I think that we could just ask each other more about their mental wellbeing: “How are you? How did you deal with that?” And the answer might be, “Not very well, or I’m still not.” To ensure it is not a silent journey for people. It would be much better if it was one that we were all able to, like, take part in.
I think the relationship that Helen has with the goshawk is so unique. And Helen talks about it a lot in the book that. That we live lives as human beings with an absence of wildness. You know, we insulate ourselves from the reality of the world that we live in. And, you know, and suddenly you have this prehistoric wild animal in your house. There’s no real way of protecting. You know, you’re. That becomes your main focus and your main. Not obsession, but kind of like drive.
Reading Helen’s memoir, I had such huge admiration for what their father gave her. You know, the love of nature and the feeling of teaching them how to live in the world and how to engage in the world in such a special way because their father had so many vast interests and really took them along with them on the journey and, And a really close relationship. And that’s what I think the film’s really beautiful at, is. Is showing a positive parental relationship, which I don’t think you see often.
Helen addresses in the film and also in the memoir that the relationship with Mabel is very much about trying to remove her own humanity. Because being a human is what’s hurting her. Having feelings and connections and love is what’s damaging her. Because if she was a hawk who could soar up in the sky and look at it from a distance and have no emotional connection to anything that’s on the ground beneath them, she wouldn’t have to suffer and feel pain.
It’s a cerebral way of thinking about grief. But I do also think that’s indicative of Helen’s approach to it, which was to focus on something so totally and for it to overwhelm her.
Helen didn’t want to feel it and she didn’t want to have to. So, I think that that’s not dealing with the trauma at all, and that’s not helping you work through trauma either. And I think that really, you know, in my performance or in my mind, I think that the doing the eulogy at her father’s funeral becomes a moment of knowing you have to begin again, like, you have to start again. And I think that’s the beginning of a very, very long journey. But I don’t think you necessarily watch that journey in the film. I think you watch the descent, but I don’t think you necessarily watch the rebuilding.

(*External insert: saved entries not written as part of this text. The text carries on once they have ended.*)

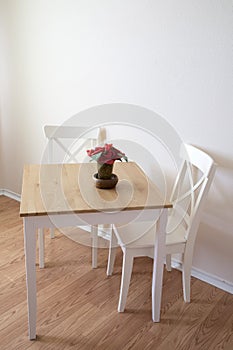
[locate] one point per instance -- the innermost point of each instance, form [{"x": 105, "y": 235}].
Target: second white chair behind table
[
  {"x": 188, "y": 198},
  {"x": 64, "y": 145}
]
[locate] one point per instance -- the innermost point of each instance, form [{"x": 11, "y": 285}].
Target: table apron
[{"x": 65, "y": 220}]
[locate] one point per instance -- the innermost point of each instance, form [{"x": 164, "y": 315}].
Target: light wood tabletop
[
  {"x": 64, "y": 188},
  {"x": 61, "y": 195}
]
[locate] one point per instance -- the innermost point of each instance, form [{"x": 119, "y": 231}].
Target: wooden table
[{"x": 59, "y": 195}]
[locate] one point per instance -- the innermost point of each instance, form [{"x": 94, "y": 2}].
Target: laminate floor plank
[{"x": 77, "y": 306}]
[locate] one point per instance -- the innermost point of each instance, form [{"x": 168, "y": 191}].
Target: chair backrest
[
  {"x": 68, "y": 143},
  {"x": 190, "y": 190}
]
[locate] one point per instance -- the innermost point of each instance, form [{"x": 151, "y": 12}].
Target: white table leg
[
  {"x": 159, "y": 253},
  {"x": 94, "y": 234},
  {"x": 30, "y": 263},
  {"x": 41, "y": 247}
]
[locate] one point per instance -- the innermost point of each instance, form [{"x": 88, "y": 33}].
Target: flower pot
[
  {"x": 105, "y": 183},
  {"x": 104, "y": 171}
]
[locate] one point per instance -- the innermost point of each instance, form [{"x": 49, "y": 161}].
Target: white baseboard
[
  {"x": 10, "y": 194},
  {"x": 207, "y": 277}
]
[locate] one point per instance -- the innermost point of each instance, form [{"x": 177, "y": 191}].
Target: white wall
[{"x": 174, "y": 57}]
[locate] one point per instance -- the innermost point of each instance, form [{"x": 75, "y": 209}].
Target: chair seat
[{"x": 142, "y": 234}]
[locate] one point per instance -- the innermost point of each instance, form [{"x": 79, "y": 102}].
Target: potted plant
[{"x": 105, "y": 156}]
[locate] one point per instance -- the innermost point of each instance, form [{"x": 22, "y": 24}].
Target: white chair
[
  {"x": 188, "y": 198},
  {"x": 68, "y": 144}
]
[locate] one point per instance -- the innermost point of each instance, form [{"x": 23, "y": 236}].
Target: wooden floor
[{"x": 77, "y": 306}]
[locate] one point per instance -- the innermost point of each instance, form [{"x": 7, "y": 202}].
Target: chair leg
[
  {"x": 125, "y": 278},
  {"x": 41, "y": 247},
  {"x": 52, "y": 235},
  {"x": 94, "y": 234},
  {"x": 168, "y": 262},
  {"x": 111, "y": 253},
  {"x": 186, "y": 277}
]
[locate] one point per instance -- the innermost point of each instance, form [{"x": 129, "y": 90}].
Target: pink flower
[{"x": 107, "y": 154}]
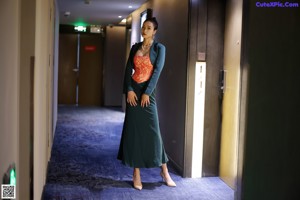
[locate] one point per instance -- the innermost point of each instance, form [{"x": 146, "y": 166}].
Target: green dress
[{"x": 141, "y": 144}]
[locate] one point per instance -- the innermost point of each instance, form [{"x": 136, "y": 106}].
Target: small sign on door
[{"x": 90, "y": 48}]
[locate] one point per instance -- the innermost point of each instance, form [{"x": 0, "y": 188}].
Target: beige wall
[
  {"x": 114, "y": 62},
  {"x": 230, "y": 118},
  {"x": 171, "y": 89},
  {"x": 9, "y": 84},
  {"x": 43, "y": 77},
  {"x": 26, "y": 130}
]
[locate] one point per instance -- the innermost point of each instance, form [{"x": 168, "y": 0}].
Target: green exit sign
[{"x": 80, "y": 28}]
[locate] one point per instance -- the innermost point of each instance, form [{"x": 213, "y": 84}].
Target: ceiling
[{"x": 96, "y": 12}]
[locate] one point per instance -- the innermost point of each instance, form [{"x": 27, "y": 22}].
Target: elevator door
[
  {"x": 80, "y": 69},
  {"x": 67, "y": 78}
]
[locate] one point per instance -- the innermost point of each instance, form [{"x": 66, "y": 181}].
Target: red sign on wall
[{"x": 90, "y": 48}]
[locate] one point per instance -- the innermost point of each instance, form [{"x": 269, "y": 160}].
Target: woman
[{"x": 141, "y": 144}]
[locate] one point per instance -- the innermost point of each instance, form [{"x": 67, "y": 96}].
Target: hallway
[{"x": 83, "y": 163}]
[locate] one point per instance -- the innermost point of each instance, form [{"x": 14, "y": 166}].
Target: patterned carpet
[{"x": 83, "y": 164}]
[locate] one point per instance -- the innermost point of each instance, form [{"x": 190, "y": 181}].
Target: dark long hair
[{"x": 153, "y": 21}]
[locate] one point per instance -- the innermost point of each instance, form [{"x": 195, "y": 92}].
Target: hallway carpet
[{"x": 83, "y": 164}]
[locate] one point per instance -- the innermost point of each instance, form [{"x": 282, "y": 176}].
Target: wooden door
[
  {"x": 67, "y": 77},
  {"x": 90, "y": 70}
]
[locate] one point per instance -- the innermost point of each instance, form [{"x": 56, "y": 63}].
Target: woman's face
[{"x": 148, "y": 30}]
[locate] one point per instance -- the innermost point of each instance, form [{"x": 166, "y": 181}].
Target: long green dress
[{"x": 141, "y": 144}]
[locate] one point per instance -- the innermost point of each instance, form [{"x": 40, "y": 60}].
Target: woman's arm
[
  {"x": 128, "y": 72},
  {"x": 159, "y": 64}
]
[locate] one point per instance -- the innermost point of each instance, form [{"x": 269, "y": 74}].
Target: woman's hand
[
  {"x": 132, "y": 98},
  {"x": 145, "y": 100}
]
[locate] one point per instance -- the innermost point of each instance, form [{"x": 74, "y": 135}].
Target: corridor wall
[
  {"x": 271, "y": 51},
  {"x": 9, "y": 85}
]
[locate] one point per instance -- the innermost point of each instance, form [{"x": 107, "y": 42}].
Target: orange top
[{"x": 143, "y": 68}]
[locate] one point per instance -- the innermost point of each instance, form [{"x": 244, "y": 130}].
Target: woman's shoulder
[{"x": 159, "y": 45}]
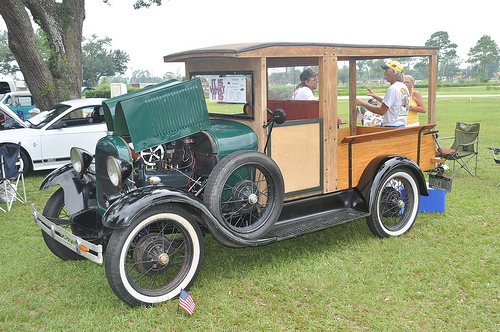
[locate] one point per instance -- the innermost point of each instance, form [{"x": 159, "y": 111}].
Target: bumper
[{"x": 74, "y": 243}]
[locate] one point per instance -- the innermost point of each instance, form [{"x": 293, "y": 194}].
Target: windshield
[{"x": 41, "y": 119}]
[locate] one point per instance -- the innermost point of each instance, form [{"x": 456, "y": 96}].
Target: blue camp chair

I think it was a unique challenge. It was both really emotionally demanding and in a very, very specific way. It’s a very particular story of grief which isn’t necessarily what you know: which isn’t a cliche and also is quite raw. I found that to be quite terrifying but a really interesting kind of thing for me just purely as an actor to try and technically trying to get my head around and just the like the magnetic quality that Helen’s memoir has and Helen as a person has. I think, the sort of vulnerability and honesty that they showed in writing is very rare. I have huge respect for anybody who’s able to do that. And so, I knew it would take vulnerability of me to be able to portray it. I’d have to be that honest and open and not really try and hide from it.
*Helen Macdonald is non-binary and uses they/them pronouns, but in the film feminine pronouns are used.